PALU, theopini.id Wakil Gubernur (Wagub) Sulawesi Tengah, dr. Reny A Lamadjido menanggapi keluhan keluhan tenaga kesehatan non-PTT di Kabupaten Tolitoli, yang disebut belum menerima honor menjelang Hari Raya Idulfitri 1447 Hijriah.

Ia menegaskan, pembayaran honor tenaga kesehatan (Nakes) non-ASN yang bekerja di puskesmas maupun rumah sakit milik pemerintah kabupaten/kota, menjadi tanggung jawab pemerintah daerah setempat, melalui Anggaran Pendapatan dan Belanja Daerah (APBD).

“Oleh sebab itu, patut kiranya kita berterima kasih kepada semua pihak, termasuk media massa yang telah menyampaikan informasi, masukan, serta kritik dari masyarakat.

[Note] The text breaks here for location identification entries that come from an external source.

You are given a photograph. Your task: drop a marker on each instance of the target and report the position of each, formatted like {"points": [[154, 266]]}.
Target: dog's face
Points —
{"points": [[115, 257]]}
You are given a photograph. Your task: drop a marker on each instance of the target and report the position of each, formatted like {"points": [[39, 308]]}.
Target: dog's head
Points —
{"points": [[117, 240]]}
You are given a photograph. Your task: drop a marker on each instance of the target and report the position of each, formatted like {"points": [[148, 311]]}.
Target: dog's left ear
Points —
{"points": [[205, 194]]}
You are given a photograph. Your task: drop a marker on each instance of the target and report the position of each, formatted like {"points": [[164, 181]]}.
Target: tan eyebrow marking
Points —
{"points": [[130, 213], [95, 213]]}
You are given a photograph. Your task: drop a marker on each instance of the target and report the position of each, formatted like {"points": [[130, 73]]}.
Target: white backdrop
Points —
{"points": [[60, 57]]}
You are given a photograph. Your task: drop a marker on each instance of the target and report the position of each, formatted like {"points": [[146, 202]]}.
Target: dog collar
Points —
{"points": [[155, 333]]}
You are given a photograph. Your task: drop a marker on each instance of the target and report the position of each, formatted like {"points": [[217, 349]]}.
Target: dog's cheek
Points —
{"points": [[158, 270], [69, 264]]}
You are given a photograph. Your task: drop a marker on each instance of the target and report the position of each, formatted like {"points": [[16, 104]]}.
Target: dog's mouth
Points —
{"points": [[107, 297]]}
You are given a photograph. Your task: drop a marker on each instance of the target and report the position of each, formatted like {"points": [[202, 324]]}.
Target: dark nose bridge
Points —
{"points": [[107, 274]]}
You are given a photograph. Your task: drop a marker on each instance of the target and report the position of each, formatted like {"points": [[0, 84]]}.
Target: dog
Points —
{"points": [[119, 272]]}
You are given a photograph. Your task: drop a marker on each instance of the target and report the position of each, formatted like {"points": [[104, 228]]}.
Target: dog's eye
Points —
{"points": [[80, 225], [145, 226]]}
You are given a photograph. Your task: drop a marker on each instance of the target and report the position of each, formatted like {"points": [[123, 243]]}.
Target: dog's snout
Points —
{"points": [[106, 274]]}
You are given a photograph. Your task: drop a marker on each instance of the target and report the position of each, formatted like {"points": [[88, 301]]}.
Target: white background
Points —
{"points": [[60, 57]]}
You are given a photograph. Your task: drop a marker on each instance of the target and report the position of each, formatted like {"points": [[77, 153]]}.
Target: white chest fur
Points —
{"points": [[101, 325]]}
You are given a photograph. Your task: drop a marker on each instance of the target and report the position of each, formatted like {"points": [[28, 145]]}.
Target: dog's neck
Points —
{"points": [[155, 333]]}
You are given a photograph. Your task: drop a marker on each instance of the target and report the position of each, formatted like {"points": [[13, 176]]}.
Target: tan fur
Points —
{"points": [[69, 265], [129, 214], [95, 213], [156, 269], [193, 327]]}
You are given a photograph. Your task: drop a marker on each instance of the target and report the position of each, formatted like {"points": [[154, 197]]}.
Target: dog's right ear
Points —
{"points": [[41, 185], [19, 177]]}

Baik yang berkaitan dengan pelayanan publik Pemerintah Provinsi Sulawesi Tengah maupun persoalan gaji honorer yang belum dibayarkan atau masih dalam proses pengajuan pada biro terkait, termasuk honor tenaga kesehatan di berbagai daerah,” ujar Reny, dalam keterangan resminya, Minggu, 15 Maret 2026.

Ia menjelaskan, tenaga kesehatan non-PTT atau non-ASN yang bertugas di fasilitas kesehatan milik pemerintah kabupaten maupun kota pada prinsipnya menjadi kewenangan pemerintah daerah masing-masing, termasuk dalam hal pembiayaan honor.

“Bukan (tanggung jawab) pemerintah provinsi, termasuk dalam pembiayaan honor mereka,” jelasnya.

Menurut dia, pembayaran honor tenaga kesehatan non-ASN tersebut, telah diatur dalam Dokumen Pelaksanaan Anggaran Satuan Kerja Perangkat Daerah (DPA-SKPD) pada Dinas Kesehatan di masing-masing kabupaten/kota.

Apabila puskesmas berstatus Badan Layanan Umum Daerah (BLUD), maka honor tenaga kesehatan non-ASN juga dapat bersumber dari jasa pelayanan, sesuai dengan peraturan bupati atau wali kota maupun keputusan direktur.

Sementara itu, Pemerintah Provinsi (Pemprov) Sulawesi Tengah pada umumnya bertanggung jawab terhadap pembayaran gaji atau honor tenaga kesehatan non-ASN, yang bekerja di instansi milik provinsi, seperti rumah sakit umum daerah (RSUD) provinsi.

Meski demikian, Pemprov Sulawesi Tengah tetap memberikan dukungan kepada pemerintah kabupaten/kota, dalam meningkatkan pelayanan kesehatan melalui program BERANI Sehat.

“Program BERANI Sehat ini, bertujuan memberikan kemudahan pelayanan kesehatan bagi masyarakat Sulawesi Tengah di mana pun berada. Terkait honor Nakes non-PTT, kami juga akan melakukan koordinasi dan pengecekan dengan pemerintah kabupaten yang bersangkutan,” pungkasnya.